1 Knot equals 1.15078 Miles per Hour.
| Knot (kn) | Mile per Hour (mph) |
|---|---|
| 0.001 kn | 0.00115078 mph |
| 0.01 kn | 0.0115078 mph |
| 0.1 kn | 0.115078 mph |
| 1 kn | 1.15078 mph |
| 2 kn | 2.30156 mph |
| 5 kn | 5.75389 mph |
| 10 kn | 11.5078 mph |
| 25 kn | 28.7695 mph |
| 50 kn | 57.5389 mph |
| 100 kn | 115.078 mph |
| 500 kn | 575.389 mph |
| 1,000 kn | 1,150.78 mph |
To convert Knots to Miles per Hour, multiply the value by 1.15078. This factor comes from the ratio of the two units' definitions: one Knot equals 1.15078 Miles per Hour.
For example: 1 Knot = 1.15078 Miles per Hour, and 10 Knots = 11.5078 Miles per Hour.
To convert in the reverse direction — from Miles per Hour to Knots — multiply by 0.868977.
The knot is a unit of speed equal to one nautical mile per hour, or approximately 1.852 km/h (1.151 mph). Its name comes from the historical method of measuring ship speed: a rope with knots tied at uniform intervals was fed out over the stern as a log floated in the water; counting the number of knots that ran through a sailor's hands in 28 seconds gave the ship's speed in knots. The practice dates to the 16th or 17th century and persisted into the 20th century before electronic logs replaced it.
Today knots are the universal standard for speed in maritime and aviation navigation worldwide — one of the few non-SI units accepted internationally without reservation. Air traffic control communicates aircraft speeds in knots; ships' logs record speed in knots; meteorological buoys report ocean current speeds in knots; and weather forecasts in marine and coastal areas use knots for wind speed. A typical commercial jet cruises at 450–490 knots (about 830–910 km/h).

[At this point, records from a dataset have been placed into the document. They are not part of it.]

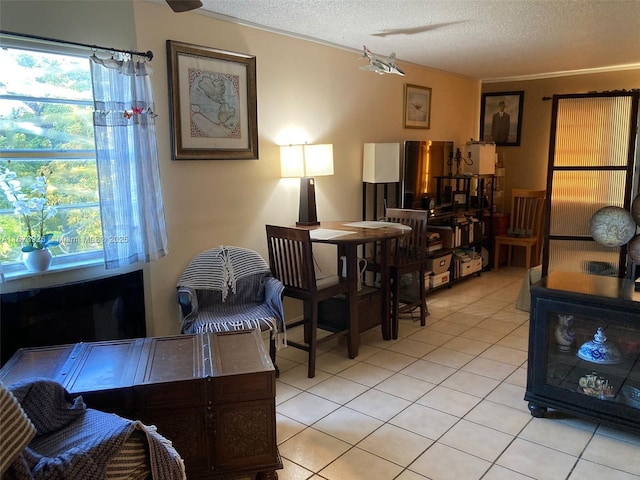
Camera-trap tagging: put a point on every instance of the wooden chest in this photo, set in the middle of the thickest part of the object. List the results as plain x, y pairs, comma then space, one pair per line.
212, 395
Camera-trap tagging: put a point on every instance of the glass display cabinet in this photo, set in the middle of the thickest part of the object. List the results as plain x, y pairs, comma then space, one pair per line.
584, 348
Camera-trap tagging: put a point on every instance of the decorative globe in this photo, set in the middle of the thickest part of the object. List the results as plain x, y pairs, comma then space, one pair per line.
612, 226
635, 209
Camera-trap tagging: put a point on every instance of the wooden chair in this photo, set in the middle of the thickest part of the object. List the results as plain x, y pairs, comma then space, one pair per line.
527, 207
291, 262
409, 255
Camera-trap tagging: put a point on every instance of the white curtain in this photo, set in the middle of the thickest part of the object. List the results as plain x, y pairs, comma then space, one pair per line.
132, 210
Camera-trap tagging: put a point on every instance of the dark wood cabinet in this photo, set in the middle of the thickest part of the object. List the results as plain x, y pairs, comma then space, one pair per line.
584, 348
212, 395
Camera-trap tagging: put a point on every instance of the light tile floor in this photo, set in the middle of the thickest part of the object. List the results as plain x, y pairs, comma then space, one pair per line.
443, 402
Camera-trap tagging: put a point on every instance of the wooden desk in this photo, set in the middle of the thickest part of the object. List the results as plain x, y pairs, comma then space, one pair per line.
212, 395
348, 246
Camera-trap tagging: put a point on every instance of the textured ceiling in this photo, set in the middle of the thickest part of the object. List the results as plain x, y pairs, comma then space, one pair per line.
483, 39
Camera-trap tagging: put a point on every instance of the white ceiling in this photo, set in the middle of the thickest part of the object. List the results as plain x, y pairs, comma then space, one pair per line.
483, 39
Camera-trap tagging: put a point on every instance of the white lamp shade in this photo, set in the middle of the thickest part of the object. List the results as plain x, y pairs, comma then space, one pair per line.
381, 163
306, 160
292, 161
318, 160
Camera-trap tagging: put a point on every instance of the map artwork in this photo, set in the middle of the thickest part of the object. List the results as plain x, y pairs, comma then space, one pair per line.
214, 100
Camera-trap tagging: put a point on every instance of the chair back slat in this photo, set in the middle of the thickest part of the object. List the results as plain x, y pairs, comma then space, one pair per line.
291, 257
414, 244
527, 207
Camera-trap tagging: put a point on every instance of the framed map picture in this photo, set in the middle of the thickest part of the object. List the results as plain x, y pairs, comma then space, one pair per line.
212, 97
417, 106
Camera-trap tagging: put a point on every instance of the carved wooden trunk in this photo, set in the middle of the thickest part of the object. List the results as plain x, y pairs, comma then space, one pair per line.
212, 395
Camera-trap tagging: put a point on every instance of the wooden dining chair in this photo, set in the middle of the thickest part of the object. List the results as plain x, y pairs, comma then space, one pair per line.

The knot's survival in a metric world reflects the practical geometry of navigation. Since a nautical mile corresponds to one minute of latitude, a vessel traveling at 10 knots covers 10 minutes of latitude per hour — which means that latitude-based position calculations simplify elegantly. Expressing that speed in km/h (18.52 km/h) or m/s (5.14 m/s) adds no navigational value and discards a useful geometric relationship. So knots persist in navigation as a technically motivated exception to metric standardization.
Miles per hour (mph or mi/h) is the standard speed unit for road transport in the United States and the United Kingdom. All US and UK speed limit signs, speedometers, and traffic law enforcement use mph. A speed limit of 55 mph (about 89 km/h) on a US freeway and a limit of 70 mph (113 km/h) on a British motorway are familiar to drivers in those countries. Shipping and weather services in the US also use mph for wind speeds and storm movement.
In athletics, miles per hour provides intuitive benchmarks: a casual jogger runs at about 5–6 mph; a competitive runner might race a 5K at 10–11 mph; Usain Bolt's world record 100m sprint averaged just over 23 mph (37.6 km/h). Baseball pitch speeds are reported in mph — a major league fastball at 95+ mph is an elite pitch. American football field-goal kicking distances and punting trajectories are analyzed with speed in mph.
Converting between mph and km/h is a common practical need: mph × 1.609 ≈ km/h, or more roughly, mph × 1.6. A speed of 60 mph is almost exactly 96.6 km/h — close enough to 100 km/h that many drivers use 60 mph ≈ 100 km/h as a mental shorthand when driving across the US-Canada border. The exact multiplier 1.609344 comes from the definition of the statute mile as exactly 1,609.344 meters.
1 Knot equals 1.15078 Miles per Hour.
To convert Knots to Miles per Hour, multiply by 1.15078. For example, 1 Knot = 1.15078 Miles per Hour.
1 Mile per Hour equals 0.868977 Knots.